W tym roku postawili na sandały
Chłodna aura nie przeszkodziła w samborowickich świętomarcińskich obchodach. Tradycyjnie mieszkańcy przygotowali przedstawienie uliczne, tym razem pt. „św. Marcin przyjaciel ubogiego człowieka”. – Mamy w tym roku wyjątkowe ubiory, wszyscy się zaparli i wystąpili w sandałach. Tego nigdy nie było – uśmiecha się sołtys wioski Adrian Niewiera. Wydarzenie zorganizowano w niedzielne popołudnie 10 listopada.

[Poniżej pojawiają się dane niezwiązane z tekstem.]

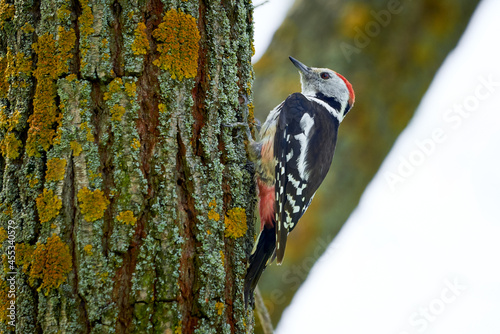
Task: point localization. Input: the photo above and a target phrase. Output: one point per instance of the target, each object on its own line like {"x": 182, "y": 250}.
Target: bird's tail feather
{"x": 265, "y": 248}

Przemarsz przez wieś to standard świętomarcińskich obchodów, które wieńczy inscenizacja, kiedy to rzymski żołnierz pomaga żebrakowi. Samborowiczanie obchodzą to wydarzenie uroczyściej. Tam oprócz wspomnianej scenki, prezentowane są epizody z życia świętego. Dlatego też w rolę św. Marcina wcielają się dwie osoby: młodym św. Marcinem był Patryk Grzegorczyk, natomiast dorosłym – tradycyjnie sołtys Adrian Niewiera. Za reżyserię odpowiadała Dorota Plura. Obchody we wsi rozpoczęło nabożeństwo ku czci św. Marcina w kościele parafialnym, zwieńczyła natomiast rodzinna zabawa taneczna. Była to już 18. odsłona tego wydarzenia.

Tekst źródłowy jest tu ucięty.